Girls in an Uttarakhand district find their names on their houses. It is a claim worth nurturing
What’s in a name? Patriarchy teaches a woman, early on, to settle for a slender grip on the primary block of identity — her name. It changes with marriage, as several women take on their husband’s family name to mark the transition from one social unit to another. Some communities are known to go further and rename a new bride entirely. In India, it is tied with the persistent cultural belief, affirmed by rituals, myths, music and cinema, that girls are paraya dhan, destined to be wrenched away from their ties and rights in their maternal home, to cede the space they once owned in it.

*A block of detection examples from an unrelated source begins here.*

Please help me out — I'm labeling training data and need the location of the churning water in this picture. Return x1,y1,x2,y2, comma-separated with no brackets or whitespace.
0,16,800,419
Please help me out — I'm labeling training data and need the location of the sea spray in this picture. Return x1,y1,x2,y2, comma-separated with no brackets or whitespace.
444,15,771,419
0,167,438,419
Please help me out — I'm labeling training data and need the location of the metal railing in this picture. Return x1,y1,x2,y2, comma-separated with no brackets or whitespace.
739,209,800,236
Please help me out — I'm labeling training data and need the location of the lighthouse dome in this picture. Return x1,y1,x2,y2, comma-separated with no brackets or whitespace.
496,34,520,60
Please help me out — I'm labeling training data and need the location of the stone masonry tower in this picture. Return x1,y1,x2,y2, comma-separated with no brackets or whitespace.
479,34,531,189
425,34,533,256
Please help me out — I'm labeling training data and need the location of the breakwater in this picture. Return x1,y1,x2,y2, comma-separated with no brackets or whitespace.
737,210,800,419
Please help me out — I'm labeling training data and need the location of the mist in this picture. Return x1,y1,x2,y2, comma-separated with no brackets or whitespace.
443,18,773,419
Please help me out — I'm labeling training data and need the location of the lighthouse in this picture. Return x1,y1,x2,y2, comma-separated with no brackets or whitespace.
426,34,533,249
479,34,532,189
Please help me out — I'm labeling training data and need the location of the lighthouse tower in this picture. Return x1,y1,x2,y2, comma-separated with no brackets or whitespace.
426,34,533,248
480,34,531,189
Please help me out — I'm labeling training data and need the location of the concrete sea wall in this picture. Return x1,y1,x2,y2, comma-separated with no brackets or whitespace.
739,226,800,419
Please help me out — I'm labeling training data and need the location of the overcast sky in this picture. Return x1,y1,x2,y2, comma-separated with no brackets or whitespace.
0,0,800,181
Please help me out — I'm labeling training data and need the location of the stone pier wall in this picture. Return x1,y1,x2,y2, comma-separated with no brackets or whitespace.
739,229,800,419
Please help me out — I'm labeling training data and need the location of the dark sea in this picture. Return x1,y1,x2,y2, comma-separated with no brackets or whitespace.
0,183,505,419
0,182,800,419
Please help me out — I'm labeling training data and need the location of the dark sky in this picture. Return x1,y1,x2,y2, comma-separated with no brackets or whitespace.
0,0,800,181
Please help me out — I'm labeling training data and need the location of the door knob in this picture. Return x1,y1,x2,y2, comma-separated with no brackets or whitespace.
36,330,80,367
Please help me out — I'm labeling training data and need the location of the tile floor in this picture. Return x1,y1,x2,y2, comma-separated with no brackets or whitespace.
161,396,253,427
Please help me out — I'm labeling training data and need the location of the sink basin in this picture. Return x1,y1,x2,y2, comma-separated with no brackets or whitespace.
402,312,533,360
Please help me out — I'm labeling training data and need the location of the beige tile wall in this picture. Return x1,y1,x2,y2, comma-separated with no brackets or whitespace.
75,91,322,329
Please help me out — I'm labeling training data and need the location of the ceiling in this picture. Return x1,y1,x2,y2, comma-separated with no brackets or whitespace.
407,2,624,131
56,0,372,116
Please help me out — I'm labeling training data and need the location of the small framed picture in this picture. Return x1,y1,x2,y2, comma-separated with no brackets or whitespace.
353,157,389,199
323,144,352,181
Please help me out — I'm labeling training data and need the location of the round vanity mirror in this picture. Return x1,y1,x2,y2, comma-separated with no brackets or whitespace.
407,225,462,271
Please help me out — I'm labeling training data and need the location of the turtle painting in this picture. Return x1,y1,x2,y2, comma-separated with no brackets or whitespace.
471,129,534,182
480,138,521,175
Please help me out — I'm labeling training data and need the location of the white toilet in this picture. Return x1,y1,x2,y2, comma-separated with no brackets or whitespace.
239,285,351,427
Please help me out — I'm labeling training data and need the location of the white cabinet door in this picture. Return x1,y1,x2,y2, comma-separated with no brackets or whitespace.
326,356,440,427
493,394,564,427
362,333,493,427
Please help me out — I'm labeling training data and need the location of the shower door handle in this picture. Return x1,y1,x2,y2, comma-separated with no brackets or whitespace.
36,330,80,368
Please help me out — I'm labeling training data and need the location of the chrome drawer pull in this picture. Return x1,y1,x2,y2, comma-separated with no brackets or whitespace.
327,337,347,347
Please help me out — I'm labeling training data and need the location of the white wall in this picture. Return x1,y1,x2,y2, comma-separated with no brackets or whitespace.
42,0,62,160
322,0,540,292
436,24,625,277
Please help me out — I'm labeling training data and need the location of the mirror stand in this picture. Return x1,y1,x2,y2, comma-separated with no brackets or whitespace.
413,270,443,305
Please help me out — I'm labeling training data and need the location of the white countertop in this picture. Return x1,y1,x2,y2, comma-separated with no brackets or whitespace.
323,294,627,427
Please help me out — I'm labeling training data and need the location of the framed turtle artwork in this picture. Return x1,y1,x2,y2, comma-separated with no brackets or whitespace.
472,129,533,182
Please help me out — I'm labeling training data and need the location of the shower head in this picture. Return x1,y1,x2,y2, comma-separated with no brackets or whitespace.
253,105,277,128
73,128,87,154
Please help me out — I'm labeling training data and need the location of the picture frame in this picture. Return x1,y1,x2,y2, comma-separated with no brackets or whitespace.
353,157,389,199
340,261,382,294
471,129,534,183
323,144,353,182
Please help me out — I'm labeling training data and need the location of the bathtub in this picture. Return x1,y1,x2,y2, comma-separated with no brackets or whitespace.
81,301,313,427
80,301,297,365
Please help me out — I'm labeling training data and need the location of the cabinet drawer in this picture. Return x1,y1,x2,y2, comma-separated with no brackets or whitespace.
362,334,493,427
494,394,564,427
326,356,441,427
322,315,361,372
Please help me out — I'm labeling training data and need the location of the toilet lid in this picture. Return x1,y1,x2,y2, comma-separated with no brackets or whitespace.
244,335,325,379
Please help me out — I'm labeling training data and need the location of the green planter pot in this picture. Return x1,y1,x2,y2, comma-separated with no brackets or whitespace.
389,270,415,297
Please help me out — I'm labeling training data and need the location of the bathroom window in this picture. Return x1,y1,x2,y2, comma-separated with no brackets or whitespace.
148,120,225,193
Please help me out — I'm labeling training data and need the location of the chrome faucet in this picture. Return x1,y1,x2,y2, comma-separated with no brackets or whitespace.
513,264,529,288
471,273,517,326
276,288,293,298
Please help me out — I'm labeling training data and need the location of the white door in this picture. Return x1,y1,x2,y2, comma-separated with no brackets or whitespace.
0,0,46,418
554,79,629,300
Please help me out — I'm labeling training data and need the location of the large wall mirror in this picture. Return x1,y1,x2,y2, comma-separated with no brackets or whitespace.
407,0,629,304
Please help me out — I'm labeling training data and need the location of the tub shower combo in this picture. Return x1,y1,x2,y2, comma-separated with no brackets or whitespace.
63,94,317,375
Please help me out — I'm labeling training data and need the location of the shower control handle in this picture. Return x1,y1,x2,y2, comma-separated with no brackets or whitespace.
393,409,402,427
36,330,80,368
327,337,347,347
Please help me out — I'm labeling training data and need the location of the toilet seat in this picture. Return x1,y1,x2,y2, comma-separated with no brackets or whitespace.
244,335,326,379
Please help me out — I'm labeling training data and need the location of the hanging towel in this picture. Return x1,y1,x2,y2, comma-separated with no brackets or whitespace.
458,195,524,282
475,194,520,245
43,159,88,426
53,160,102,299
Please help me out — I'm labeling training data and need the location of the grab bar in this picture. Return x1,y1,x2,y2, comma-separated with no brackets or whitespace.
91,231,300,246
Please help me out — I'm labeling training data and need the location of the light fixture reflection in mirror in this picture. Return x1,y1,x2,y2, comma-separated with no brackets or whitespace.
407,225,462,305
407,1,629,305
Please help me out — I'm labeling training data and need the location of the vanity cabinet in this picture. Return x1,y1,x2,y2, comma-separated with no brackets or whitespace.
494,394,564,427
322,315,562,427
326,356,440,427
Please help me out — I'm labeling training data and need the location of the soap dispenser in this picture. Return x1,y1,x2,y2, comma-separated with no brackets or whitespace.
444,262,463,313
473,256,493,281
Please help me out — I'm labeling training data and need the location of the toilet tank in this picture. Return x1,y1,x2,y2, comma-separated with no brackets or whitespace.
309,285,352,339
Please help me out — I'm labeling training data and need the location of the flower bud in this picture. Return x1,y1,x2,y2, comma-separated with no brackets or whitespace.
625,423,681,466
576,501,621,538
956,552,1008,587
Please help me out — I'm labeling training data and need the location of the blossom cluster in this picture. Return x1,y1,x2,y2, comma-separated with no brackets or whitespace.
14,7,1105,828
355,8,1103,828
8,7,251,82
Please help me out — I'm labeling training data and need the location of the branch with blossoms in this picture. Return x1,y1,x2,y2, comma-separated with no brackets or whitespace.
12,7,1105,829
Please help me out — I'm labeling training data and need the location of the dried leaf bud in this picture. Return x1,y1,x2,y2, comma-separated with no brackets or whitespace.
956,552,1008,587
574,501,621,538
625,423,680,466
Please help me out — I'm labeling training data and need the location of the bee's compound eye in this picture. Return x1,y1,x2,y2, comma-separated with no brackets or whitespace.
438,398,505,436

And so, the push by the district administration of Uttarakhand’s Pauri Garhwal to encourage families to put up nameplates bearing their daughters’ name on their houses is a refreshing step. In doing so, the government hopes to create awareness about gender rights and women’s right to own property. Indeed, that Indian homes struggle to make space for women’s names is an indication of a harsh economic logic — that marriage is an institution meant for the aggrandisement of male property and family wealth, not women’s financial health. Progressive changes in law have not been enough to dent that logic. Even if women have the right to claim a share in their parents’ property, there is little social legitimacy for such an assertion. But, as studies have shown, the ownership of property makes a spectacular difference to women’s resilience, bringing down levels of domestic violence and poverty.
The administration of Pauri Garhwal, also struggling with a falling child sex ratio — a warning that female worth has been found wanting by a ruthless social calculus — hopes to prod families to see their future in girl children. A nameplate on the door might not lead to a newer home within, but it is surely an aspiration worth seeding for the future.